Diane M. Clark, Region 2 Arrangers’ Coordinator
In our Arrangers’ Corner column last fall we discussed the importance of the big three chords that we use in barbershop music – the major triad, the dominant 7th (a.k.a. the barbershop 7th), and the dominant 9th (barbershop 9th) chords. We said that arrangements suitable for competition contain a majority of these chords, and they typically occur in strong places – downbeats, cadences, key changes, & climaxes.

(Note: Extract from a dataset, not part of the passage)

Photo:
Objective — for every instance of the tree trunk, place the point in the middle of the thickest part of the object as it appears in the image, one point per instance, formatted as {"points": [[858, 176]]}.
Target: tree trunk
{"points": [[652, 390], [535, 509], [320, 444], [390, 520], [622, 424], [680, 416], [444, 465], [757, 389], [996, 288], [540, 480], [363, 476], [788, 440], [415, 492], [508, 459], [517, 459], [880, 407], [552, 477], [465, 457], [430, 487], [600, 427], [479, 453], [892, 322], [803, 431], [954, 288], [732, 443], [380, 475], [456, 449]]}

It is not enough, however, just to use the big three chords and their eight friends – the color chords. We also must make sure that we use the strongest voicings of these chords. And of course, the strong voicings are those that will do the best job of engaging the harmonics of the overtone series. Thus we almost always put the root of the chord in the bass part. The exception to this rule is when the lead is already singing the root as part of the given melody, so then the bass typically get to sing the 5th of the chord.
There are also rules about doubling the notes of three-note chords, like the major and minor triads. To make it easier, here’s a little chart I made to help me remember the strong voicings:
CHORD BASS NOTE DOUBLE
major triad root root
barbershop 7th root or 5th none
barbershop 9th root or 5th root or 5th omitted
major 6th root none
major 7th root none
major 9th root 7th omitted
minor triad root (or 3rd) root (or 3rd)
minor 6th root none
minor 7th root or 5th none
augmented triad root root
diminished 7th any note none
If you stick to these voicings, you will have a much stronger barbershop arrangement. And if you depart from these rules, you need to have a very good reason for doing so. As you get more experience with arranging, you will understand better when it is okay to break the rules.